# Converting relative velocities

If $\displaystyle \vec{v}_{\text{XY}}$ represents the velocity of X with respect to Y, then

$\displaystyle \vec{v}_{\text{AB}} + \vec{v}_{\text{BC}} = \vec{v}_{\text{AC}}$.

In other words, we can eliminate the B and go straight from A to C, provided we know the velocity of B relative to C. Sometimes you will have to rearrange this equation to solve for a different velocity—that’s about as complicated as these problems get.

## Example

An airplane has a heading of 245 km/h [N 17º E], and the wind is coming from [S 35º W] at 89.0 km/h.
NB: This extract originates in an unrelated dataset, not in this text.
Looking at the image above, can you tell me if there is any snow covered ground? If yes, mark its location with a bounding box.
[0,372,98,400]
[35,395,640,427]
What is the course?

First, we need to familiarize ourselves with airplane terminology:

- heading ($\displaystyle \vec{v}_{\text{PA}}$)
- velocity of the plane with respect to the air
- wind ($\displaystyle \vec{v}_{\text{AE}}$)
- velocity of the air with respect to the Earth
- course/groundspeed ($\displaystyle \vec{v}_{\text{PE}}$)
- velocity of the plane with respect to the Earth

The velocity of the wind is a vector pointing in the direction in which it is going. Since the wind is coming *from* [S 35º W], it is going *to* [N 35º E].

Since $\displaystyle \vec{v}_{\text{PE}} = \vec{v}_{\text{PA}} + \vec{v}_{\text{AE}}$, the course is

$\displaystyle \vec{v}_{\text{PE}} = 245 \, \text{km/h [N 17º E]} + 89.0 \, \text{km/h [N 35º E]} \\ = 331 \, \text{km/h [N 22º E]}$.